The man’s got a lot on his plate. Kansas City has one of the highest crimes rates in the country, an evident lack of affordable housing, and 319 square miles of jurisdiction full of neighborhoods, each with their own sets of diverse issues.
In an interview with The Pitch earlier this year, when Lucas was still campaigning for the primary, he identified issues he plans to address as mayor.
First on his list was tackling crime. He said he wanted to see Kansas City neighborhoods become safer and that he felt that would require getting smarter police presence out onto the streets.
“It’s all about how you allocate law enforcement. Police are an important part of the equation for fighting crime,” Lucas said. “To the extent that we can see the presence of officers throughout our neighborhoods, I think that’s going to be key for our long-term crime-fighting efforts.”

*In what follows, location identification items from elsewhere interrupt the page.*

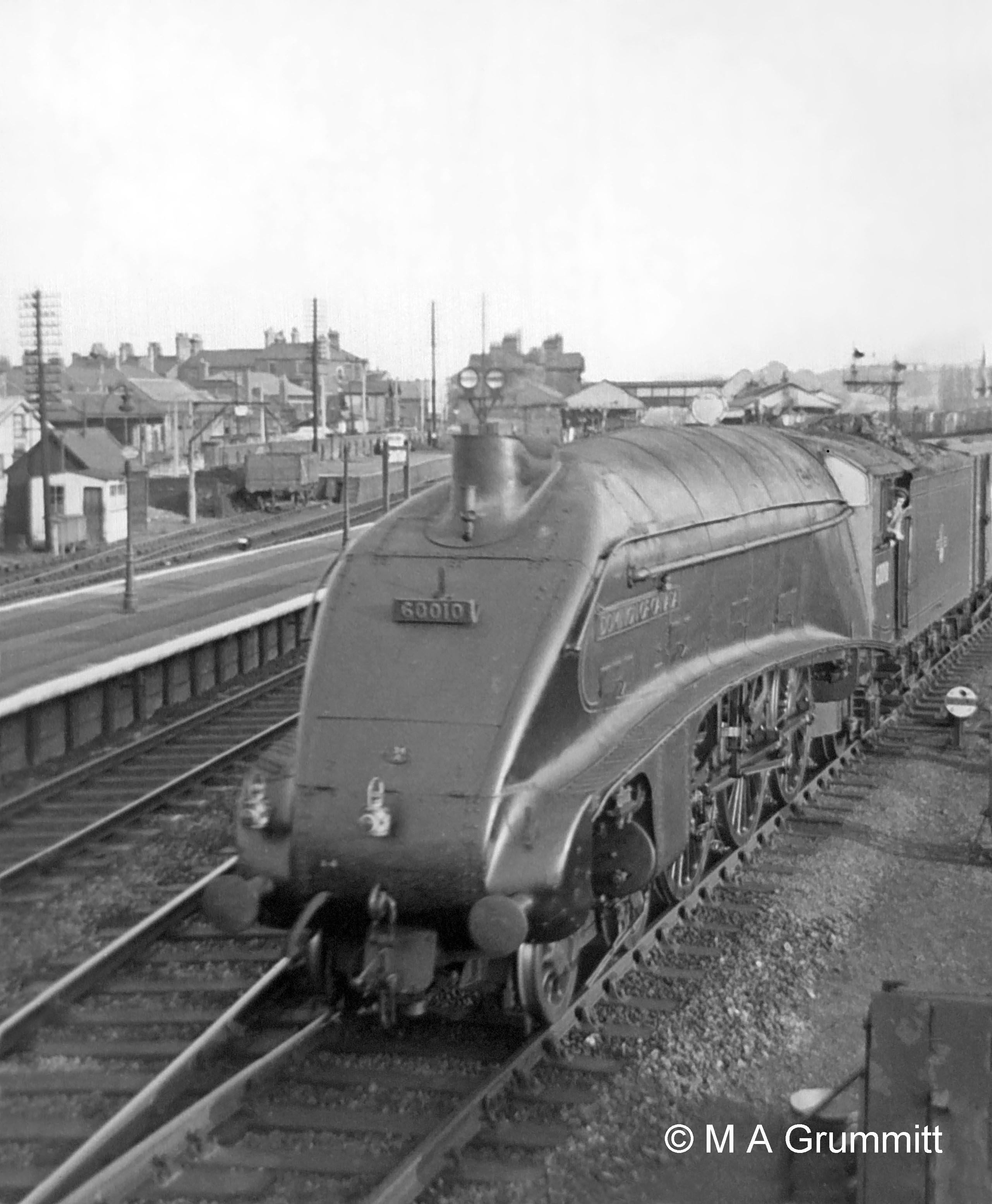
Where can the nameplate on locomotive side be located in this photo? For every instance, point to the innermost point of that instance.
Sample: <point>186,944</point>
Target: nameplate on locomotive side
<point>613,620</point>
<point>454,612</point>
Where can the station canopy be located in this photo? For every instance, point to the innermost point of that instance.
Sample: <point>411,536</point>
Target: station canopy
<point>604,397</point>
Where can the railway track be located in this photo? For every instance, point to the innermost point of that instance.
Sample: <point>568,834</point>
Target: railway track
<point>52,822</point>
<point>109,566</point>
<point>333,1098</point>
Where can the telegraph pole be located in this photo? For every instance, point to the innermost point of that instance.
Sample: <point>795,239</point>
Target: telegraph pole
<point>39,317</point>
<point>434,377</point>
<point>315,381</point>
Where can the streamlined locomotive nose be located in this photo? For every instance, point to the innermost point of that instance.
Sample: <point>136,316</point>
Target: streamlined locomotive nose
<point>393,805</point>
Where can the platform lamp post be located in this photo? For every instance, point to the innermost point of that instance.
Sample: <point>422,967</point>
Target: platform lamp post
<point>130,454</point>
<point>129,555</point>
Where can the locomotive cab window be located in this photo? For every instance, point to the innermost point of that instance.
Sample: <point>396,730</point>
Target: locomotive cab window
<point>849,480</point>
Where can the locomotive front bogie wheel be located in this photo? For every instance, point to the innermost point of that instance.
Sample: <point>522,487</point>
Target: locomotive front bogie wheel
<point>738,808</point>
<point>546,978</point>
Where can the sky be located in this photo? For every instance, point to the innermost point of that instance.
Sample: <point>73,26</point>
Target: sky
<point>677,188</point>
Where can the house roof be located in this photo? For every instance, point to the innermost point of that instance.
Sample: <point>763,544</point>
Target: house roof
<point>523,392</point>
<point>375,387</point>
<point>165,390</point>
<point>604,395</point>
<point>98,452</point>
<point>94,454</point>
<point>86,376</point>
<point>565,361</point>
<point>14,402</point>
<point>233,358</point>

During his campaign, Lucas championed the affordable housing issue, drawing from his personal experience of growing up homeless. Lucas pledged to create a tenants bill of rights that would include protections against unfair evictions. He said he fully supported creating a $75 million affordable housing trust fund. Lucas said the money already existed in the form of funds the city receives from HUD and the eighth-cent city economic development sales tax.
“Do we actually try to see long-term measurable goals of how [those funds have] been allocated throughout the city?” Lucas asked. “No. I would suggest a big part is making sure you’re being smart with what you’re doing with those funds and how that’s aligning with long-term business goals with the city. How do you get to $75 million? By being smart about what you’re already getting in.”
Lucas also pledged to work on preserving the city’s existing housing stock, rather than tearing down houses and rebuilding ones that will distort the housing market.
Lucas said that he would be different than former Mayor Sly James in that he’s going to focus on nuts and bolts rather than big and bold projects like the airport and the downtown convention hotel.
“I think Kansas Citians want an exciting city, but they also want to make sure their trash is getting picked up, or the potholes are being filled,” Lucas told us.
The new mayor also indicated that he’s going to be pickier than James on which projects he merit incentivizing.
“If you drive around now — that fancy new thing at the riverfront where they’re charging rents between $1,000 and $4,000 or something a month is a full taxpayer-funded development,” Lucas said. “I think that’s ridiculous.”
He said he’s going to appoint people to the TIF Commission — and other statutory agencies that grant incentives — who will follow city policy, adhere to the 75 percent cap, and use incentives to reduce blight and bring benefits such as affordable housing to the city as they are intended to do.
“I’m not saying destroy everything that’s happened downtown, but what we are saying is let’s share the wealth, and I think that’s only reasonable,” Lucas said.
And Lucas told The Pitch that as mayor, he doesn’t plan on raising taxes to reach any of his goals in office.
“Barring some emergency or something of that sort, I do not think we need to raise taxes in our city,” Lucas said. “I think what we really need to do is see how we’re spending, see where we can cut our spending, particularly on things like consultants and studies, and deliver the basic services that we’re supposed to.”
And finally, Lucas said that his own measure of success won’t be how he’s memorialized as mayor but simply seeing the city itself propel toward success.
“My [goal as mayor] is going to be long-term policies … that change the city for the better,” Lucas said. “And at the end of that, I don’t want anything named after me. I would be honored frankly if my successor has even better ideas for keeping the city going forward.”